Anonymous wrote:Years ago, I really loved writing. I wrote a lot of short stories and essays and mostly false starts. As I have gotten older, my responsibilities and work have really worn me down so that I don't really do any of my hobbies, much less something as time consuming as writing. My dream is to write a book one day (or even just a published short story or essay). If you have written a novel or any kind of book, how did you do it? Were you able to do it part time or is your career writing?
TIA!
My career is writing – I'm a novelist. Yes, I earn a living wage from it. Published by one of the NY houses. (Self-publishing seems like so much more work!
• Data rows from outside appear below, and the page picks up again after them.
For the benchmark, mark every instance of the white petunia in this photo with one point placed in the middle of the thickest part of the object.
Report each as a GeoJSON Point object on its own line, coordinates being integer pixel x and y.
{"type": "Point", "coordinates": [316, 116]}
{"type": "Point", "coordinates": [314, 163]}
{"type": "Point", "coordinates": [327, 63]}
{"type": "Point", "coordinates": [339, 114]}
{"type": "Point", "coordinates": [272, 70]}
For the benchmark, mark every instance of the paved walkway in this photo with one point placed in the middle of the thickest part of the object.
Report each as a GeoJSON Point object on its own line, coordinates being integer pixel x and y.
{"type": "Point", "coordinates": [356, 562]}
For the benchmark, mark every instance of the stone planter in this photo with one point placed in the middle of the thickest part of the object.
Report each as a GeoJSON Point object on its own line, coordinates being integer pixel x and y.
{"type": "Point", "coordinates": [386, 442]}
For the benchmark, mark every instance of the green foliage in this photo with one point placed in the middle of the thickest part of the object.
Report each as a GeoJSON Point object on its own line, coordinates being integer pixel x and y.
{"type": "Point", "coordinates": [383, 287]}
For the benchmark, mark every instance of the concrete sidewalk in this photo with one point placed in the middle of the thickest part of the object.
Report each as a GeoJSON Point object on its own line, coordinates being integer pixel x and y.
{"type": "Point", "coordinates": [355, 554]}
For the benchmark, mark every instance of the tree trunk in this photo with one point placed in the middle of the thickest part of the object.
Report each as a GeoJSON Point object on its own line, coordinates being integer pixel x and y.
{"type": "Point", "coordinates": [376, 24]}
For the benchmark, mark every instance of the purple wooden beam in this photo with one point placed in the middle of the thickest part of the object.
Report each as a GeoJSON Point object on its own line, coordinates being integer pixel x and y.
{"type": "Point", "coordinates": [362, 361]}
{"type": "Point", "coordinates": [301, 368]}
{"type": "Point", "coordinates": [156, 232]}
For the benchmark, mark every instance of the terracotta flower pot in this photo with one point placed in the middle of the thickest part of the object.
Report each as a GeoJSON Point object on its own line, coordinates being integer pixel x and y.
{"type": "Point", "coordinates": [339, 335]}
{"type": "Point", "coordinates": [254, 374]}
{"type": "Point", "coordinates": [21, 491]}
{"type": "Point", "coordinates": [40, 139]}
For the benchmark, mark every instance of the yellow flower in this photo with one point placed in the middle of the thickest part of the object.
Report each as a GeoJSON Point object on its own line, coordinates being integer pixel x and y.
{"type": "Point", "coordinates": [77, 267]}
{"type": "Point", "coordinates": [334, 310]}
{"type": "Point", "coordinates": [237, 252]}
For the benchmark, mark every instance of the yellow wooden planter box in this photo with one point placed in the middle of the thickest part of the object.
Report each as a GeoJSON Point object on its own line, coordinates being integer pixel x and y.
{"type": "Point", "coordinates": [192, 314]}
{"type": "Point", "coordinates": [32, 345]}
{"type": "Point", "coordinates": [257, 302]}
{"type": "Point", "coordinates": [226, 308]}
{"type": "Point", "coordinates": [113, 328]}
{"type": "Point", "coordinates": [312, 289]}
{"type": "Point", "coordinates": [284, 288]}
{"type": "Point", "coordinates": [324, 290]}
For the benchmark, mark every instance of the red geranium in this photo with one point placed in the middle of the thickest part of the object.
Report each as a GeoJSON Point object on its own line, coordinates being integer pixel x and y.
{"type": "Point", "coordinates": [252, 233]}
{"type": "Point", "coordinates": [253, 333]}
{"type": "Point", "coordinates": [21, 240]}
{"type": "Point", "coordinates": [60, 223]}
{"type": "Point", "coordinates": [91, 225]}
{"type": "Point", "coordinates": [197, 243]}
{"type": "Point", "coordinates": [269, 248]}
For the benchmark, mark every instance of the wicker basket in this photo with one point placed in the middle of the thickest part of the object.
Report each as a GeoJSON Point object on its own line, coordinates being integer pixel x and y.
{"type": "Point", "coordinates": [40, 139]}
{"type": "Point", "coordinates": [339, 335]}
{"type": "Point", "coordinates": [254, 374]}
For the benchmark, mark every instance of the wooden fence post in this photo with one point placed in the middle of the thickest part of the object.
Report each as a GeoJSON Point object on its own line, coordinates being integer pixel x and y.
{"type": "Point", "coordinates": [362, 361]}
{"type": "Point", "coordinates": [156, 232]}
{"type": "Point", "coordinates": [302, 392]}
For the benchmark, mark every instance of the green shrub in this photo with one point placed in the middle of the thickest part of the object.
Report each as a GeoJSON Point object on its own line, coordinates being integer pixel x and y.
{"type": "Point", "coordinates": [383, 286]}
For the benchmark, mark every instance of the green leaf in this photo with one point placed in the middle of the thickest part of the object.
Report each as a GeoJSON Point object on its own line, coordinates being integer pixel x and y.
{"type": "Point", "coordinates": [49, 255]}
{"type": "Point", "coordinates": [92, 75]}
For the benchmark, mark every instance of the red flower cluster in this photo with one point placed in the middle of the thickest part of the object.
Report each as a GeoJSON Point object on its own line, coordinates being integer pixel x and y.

Hats off to anyone who chooses that path.)
You seem to be looking for advice, but I don't really have any magic counsel to give. There is no real secret to it but work. All books are written the same way: one sentence at a time, one paragraph at a time, one page at a time. If you commit to writing a page every day for the next year, you will have a novel-length manuscript by the end of it.
Actually, I do have some advice, though I am terrible at following it: write forward and do not revise as you go. Only revise once you have finished the draft. Annie Lamott has a wonderful take on this approach, which you can find if you google "shitty first drafts." This is also the approach espoused by happiest, healthiest, least neurotic novelists I know. And then there are the rest of us...
Finally -- if you aren't a voracious reader, chances are you won't be a very good writer. That truth holds true in nearly every instance I can recall.